Reporting from Harakka Island, Finland
Just a hundred yards off the shores of Helsinki, beyond its embassies and marina, its cafes and upscale homes, lies Harakka Island.
There is no bridge to Harakka; it must be reached by boat — or by trudging over an ice sheet, when the temperatures plummet in the winter. There are no cars, no bikes and no electric scooters on the island. Even dogs aren’t allowed.
But it’s a haven for a thriving community of artists, who rent studio space in what used to be a chemical research lab for the Finnish military.
The acclaimed children’s book illustrator and author Marika Maijala is one such artist. And it turns out the island is still a place of transformation and discovery.
Her studio on Harakka, part of the island’s Artists’ House, is where she wrote and illustrated “Rosie Runs,” which will be published in the United States on Tuesday by Elsewhere Editions, in a translation by Mia Spangenberg. Though she had illustrated books by other authors before, “Rosie Runs” was the first book she wrote. It follows a racing dog who escapes the racetrack in search of a bigger, kinder world.
In many ways, the story dovetails with Maijala’s own life.
The period before Maijala arrived on Harakka was difficult, personally and professionally, she said.
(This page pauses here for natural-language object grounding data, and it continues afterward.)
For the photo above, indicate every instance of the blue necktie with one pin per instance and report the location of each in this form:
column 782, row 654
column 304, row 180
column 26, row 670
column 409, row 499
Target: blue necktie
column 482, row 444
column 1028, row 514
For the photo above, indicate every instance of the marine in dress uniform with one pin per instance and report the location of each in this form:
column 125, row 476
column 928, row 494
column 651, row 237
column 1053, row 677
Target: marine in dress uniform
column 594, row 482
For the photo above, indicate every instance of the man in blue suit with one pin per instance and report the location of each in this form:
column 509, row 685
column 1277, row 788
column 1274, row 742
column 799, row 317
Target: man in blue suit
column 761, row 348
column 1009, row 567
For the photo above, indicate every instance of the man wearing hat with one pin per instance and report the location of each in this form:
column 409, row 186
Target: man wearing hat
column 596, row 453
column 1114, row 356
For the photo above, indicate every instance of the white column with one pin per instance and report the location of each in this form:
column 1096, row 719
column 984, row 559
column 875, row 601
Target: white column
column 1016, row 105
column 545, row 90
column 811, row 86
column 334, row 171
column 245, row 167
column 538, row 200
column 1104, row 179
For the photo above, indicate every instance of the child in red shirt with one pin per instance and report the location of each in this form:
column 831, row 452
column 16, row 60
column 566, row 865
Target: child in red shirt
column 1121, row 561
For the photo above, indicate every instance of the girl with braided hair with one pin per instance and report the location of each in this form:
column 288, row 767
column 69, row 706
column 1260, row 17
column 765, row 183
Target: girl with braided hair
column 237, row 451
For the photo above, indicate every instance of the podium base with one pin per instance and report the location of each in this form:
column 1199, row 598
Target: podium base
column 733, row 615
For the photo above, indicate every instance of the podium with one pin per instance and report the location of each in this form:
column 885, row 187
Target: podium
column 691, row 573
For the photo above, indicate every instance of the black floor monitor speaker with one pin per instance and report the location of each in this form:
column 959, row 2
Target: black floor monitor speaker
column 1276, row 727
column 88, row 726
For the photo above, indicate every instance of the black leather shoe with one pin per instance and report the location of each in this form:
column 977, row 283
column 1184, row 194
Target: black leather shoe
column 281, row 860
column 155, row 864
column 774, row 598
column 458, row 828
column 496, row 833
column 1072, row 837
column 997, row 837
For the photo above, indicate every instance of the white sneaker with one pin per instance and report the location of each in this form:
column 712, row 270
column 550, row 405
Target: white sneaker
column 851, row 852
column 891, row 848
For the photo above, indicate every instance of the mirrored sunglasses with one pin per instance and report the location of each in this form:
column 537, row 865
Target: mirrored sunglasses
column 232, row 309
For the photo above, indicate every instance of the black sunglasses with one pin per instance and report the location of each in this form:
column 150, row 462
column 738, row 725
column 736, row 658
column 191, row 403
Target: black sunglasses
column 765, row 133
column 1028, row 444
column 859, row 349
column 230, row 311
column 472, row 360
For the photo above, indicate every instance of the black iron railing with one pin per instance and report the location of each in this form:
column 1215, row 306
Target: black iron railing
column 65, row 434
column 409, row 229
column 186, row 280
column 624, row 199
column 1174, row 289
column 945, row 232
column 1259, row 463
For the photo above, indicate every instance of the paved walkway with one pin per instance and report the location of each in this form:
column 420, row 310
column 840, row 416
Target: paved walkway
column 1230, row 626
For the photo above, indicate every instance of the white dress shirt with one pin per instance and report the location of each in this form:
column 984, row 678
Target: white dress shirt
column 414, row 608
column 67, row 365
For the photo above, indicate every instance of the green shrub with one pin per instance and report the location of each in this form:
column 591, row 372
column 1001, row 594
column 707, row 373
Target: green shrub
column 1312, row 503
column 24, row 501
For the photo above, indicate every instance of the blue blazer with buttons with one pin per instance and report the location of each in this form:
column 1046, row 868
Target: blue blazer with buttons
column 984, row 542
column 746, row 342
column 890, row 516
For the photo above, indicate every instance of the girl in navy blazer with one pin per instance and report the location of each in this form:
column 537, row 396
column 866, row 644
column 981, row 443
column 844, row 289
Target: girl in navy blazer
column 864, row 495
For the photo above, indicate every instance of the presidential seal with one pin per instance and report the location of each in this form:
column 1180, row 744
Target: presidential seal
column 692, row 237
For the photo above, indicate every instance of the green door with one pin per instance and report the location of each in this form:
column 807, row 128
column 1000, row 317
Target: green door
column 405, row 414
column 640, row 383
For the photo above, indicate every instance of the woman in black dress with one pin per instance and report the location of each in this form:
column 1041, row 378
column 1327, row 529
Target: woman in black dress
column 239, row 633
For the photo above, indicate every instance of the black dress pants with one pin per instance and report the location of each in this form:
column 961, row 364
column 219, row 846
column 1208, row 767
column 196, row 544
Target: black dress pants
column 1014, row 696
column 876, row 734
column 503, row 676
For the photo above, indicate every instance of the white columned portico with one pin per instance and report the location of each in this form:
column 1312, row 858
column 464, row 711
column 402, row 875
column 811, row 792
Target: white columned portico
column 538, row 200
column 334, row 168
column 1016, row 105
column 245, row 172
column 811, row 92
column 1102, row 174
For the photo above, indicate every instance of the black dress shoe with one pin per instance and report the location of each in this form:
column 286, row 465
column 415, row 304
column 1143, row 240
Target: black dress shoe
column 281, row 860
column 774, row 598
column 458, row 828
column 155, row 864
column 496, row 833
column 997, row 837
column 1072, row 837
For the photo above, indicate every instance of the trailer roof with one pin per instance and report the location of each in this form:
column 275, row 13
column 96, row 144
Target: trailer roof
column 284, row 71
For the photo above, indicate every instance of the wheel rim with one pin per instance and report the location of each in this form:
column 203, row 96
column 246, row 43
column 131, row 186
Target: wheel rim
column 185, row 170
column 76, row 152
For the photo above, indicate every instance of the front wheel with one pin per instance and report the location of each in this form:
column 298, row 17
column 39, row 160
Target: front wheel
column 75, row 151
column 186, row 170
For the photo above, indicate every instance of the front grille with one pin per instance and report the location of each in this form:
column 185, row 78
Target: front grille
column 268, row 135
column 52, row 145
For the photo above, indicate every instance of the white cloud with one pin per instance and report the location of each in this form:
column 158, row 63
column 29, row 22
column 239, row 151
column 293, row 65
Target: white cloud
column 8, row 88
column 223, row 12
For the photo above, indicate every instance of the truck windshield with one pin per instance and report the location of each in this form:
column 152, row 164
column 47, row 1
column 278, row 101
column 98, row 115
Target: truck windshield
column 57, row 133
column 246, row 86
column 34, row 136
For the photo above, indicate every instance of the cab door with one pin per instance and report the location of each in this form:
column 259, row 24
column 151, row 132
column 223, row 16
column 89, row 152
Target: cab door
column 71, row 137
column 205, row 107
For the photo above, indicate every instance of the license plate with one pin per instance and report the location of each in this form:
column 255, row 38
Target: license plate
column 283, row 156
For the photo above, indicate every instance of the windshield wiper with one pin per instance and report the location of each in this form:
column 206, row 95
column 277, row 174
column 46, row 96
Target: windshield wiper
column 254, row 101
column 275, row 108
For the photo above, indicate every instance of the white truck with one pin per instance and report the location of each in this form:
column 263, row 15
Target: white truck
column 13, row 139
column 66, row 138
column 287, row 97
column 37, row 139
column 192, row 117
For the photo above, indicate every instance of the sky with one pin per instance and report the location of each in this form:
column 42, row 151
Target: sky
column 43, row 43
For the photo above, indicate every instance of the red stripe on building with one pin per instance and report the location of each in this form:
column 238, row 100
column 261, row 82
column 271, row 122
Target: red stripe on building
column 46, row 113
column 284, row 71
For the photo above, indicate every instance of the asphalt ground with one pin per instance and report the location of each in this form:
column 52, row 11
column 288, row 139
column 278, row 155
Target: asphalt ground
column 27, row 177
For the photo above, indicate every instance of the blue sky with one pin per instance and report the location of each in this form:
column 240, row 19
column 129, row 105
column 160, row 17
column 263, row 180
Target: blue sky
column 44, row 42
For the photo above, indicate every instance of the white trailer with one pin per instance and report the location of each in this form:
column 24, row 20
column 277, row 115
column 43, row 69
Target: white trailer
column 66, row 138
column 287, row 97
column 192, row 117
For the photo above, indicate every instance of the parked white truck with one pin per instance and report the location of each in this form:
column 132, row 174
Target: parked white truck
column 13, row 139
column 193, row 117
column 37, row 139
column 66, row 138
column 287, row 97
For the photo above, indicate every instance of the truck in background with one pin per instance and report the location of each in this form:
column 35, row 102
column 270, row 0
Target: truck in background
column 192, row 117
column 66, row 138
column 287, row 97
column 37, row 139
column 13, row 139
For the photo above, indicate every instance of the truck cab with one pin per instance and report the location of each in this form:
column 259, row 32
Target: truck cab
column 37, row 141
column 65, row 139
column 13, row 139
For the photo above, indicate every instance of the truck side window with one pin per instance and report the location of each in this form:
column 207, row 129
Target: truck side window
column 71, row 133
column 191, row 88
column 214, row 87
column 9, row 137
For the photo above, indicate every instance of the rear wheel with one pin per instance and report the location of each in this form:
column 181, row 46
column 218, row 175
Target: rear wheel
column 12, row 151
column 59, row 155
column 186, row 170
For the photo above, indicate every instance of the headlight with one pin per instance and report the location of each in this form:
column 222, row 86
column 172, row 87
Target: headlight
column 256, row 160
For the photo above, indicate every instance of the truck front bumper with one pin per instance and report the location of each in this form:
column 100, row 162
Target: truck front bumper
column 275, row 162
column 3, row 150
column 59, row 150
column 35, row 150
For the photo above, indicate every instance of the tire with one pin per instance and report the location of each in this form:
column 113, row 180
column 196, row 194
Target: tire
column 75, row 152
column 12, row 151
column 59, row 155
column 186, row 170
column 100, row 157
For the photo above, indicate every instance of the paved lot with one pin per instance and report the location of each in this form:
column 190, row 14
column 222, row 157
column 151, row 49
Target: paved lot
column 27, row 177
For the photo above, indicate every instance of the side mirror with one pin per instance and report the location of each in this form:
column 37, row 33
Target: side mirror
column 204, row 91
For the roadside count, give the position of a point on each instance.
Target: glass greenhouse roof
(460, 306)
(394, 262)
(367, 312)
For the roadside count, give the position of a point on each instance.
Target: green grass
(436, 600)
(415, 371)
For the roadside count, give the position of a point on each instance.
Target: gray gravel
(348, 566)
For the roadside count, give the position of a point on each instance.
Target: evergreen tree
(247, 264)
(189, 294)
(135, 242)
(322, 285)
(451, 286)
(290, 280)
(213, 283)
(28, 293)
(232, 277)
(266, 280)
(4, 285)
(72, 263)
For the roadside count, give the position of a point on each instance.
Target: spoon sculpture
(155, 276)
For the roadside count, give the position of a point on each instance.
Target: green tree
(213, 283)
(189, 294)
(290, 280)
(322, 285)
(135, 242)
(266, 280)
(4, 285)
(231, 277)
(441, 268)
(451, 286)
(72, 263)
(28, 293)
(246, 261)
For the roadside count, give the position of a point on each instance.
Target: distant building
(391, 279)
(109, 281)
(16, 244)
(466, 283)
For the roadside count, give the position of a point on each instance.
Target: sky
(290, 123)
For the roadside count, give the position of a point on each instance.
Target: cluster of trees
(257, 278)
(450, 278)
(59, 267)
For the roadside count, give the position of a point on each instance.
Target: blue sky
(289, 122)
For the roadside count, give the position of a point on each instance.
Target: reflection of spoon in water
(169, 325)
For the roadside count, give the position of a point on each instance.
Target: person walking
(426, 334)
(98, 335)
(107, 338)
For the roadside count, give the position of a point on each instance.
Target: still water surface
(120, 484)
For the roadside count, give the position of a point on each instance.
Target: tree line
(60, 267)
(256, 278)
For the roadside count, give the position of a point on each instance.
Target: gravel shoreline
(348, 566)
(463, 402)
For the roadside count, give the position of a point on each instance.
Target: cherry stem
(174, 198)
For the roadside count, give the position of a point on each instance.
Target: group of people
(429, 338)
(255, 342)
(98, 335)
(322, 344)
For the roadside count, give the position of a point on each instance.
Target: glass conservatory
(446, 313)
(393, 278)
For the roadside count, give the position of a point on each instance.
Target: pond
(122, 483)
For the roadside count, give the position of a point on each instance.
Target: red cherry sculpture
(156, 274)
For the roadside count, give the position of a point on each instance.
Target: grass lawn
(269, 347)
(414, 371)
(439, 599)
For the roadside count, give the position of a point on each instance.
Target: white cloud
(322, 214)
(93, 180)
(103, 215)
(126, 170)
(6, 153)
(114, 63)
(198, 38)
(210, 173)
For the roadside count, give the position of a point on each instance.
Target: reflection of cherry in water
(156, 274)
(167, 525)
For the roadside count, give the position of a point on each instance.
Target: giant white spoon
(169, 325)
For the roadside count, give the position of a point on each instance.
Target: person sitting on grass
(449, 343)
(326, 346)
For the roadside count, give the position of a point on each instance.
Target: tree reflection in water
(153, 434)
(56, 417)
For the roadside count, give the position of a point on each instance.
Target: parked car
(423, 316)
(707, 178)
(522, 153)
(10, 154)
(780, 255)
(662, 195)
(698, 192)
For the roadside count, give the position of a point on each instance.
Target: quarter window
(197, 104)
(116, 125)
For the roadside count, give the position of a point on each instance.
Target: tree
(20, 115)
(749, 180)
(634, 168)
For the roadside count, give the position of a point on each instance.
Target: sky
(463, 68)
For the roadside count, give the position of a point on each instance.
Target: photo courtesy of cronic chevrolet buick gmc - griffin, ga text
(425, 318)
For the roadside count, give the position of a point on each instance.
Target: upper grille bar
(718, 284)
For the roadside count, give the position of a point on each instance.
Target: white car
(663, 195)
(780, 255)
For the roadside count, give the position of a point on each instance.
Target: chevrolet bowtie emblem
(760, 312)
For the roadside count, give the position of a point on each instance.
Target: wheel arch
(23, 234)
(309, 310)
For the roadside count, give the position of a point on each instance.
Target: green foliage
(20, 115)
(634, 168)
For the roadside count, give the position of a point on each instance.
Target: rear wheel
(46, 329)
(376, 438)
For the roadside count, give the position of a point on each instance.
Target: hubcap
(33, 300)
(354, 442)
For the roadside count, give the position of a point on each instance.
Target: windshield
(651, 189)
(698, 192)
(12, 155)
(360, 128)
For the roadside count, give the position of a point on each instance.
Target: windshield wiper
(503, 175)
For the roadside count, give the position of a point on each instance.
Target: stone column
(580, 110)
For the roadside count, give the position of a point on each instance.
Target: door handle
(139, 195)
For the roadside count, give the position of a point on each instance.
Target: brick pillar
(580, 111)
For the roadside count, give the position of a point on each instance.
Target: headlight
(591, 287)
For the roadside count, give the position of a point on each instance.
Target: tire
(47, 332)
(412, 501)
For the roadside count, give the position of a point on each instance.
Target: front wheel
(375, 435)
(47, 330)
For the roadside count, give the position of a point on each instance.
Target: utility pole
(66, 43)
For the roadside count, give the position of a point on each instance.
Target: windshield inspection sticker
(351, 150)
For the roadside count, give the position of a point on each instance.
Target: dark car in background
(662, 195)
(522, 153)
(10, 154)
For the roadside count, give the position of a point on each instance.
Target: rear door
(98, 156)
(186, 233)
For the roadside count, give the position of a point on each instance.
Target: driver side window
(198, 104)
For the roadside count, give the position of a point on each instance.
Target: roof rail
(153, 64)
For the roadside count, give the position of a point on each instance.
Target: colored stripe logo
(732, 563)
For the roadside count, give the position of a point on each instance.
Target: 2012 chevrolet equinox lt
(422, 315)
She was burned out and doubted her abilities, despite encouragement from others.
But the island was a ballast for her. “I used to be a fairly apprehensive person,” she said. “But this island forces one to struggle.”
In her first year on Harakka, after creating hundreds of drawings, “Rosie Runs” was born.
“The pictures emerged from my life,” Maijala said. As she made more of them, she remembered a Greyhound named Rosie a friend of hers had rescued in England. “Rosie had been abused, but she led a happy life afterward,” she said. “The stories of Rosie and myself met.”
Maijala, 49, was raised on a farm in Haapajarvi, a small inland town in central Finland. She studied literature and worked as a graphic designer, including for Finnish publishing companies.
She started illustrating children’s books in 2004. Her breakthrough came in 2008, when she earned the top Finnish prize for children’s books illustrators. That same year, Maijala and her partner at the time, the Finnish writer Juha Virta, created a series about a girl named Sylvi Kepponen. Other children’s book illustrations followed.
It’s no surprise Maijala has dedicated her life to making books for children. She respects them deeply, and appreciates how critical, wise and serious-minded they can be.
“Children are a fine, valuable audience, and I want to make fine books for them,” Maijala said. She dreams of one day creating a book with children at a workshop.
After some time on Harakka, Maijala realized that she was part of the island’s larger community — a community that extends beyond her fellow artists to include the island’s animals, its nature center, the caretaker’s family, boaters and the residents of neighboring islands.
Here, she discovered a place of joy, where she could exchange ideas and create alongside others.
“I don’t know where my art ends and my life begins. The border is fleeting.”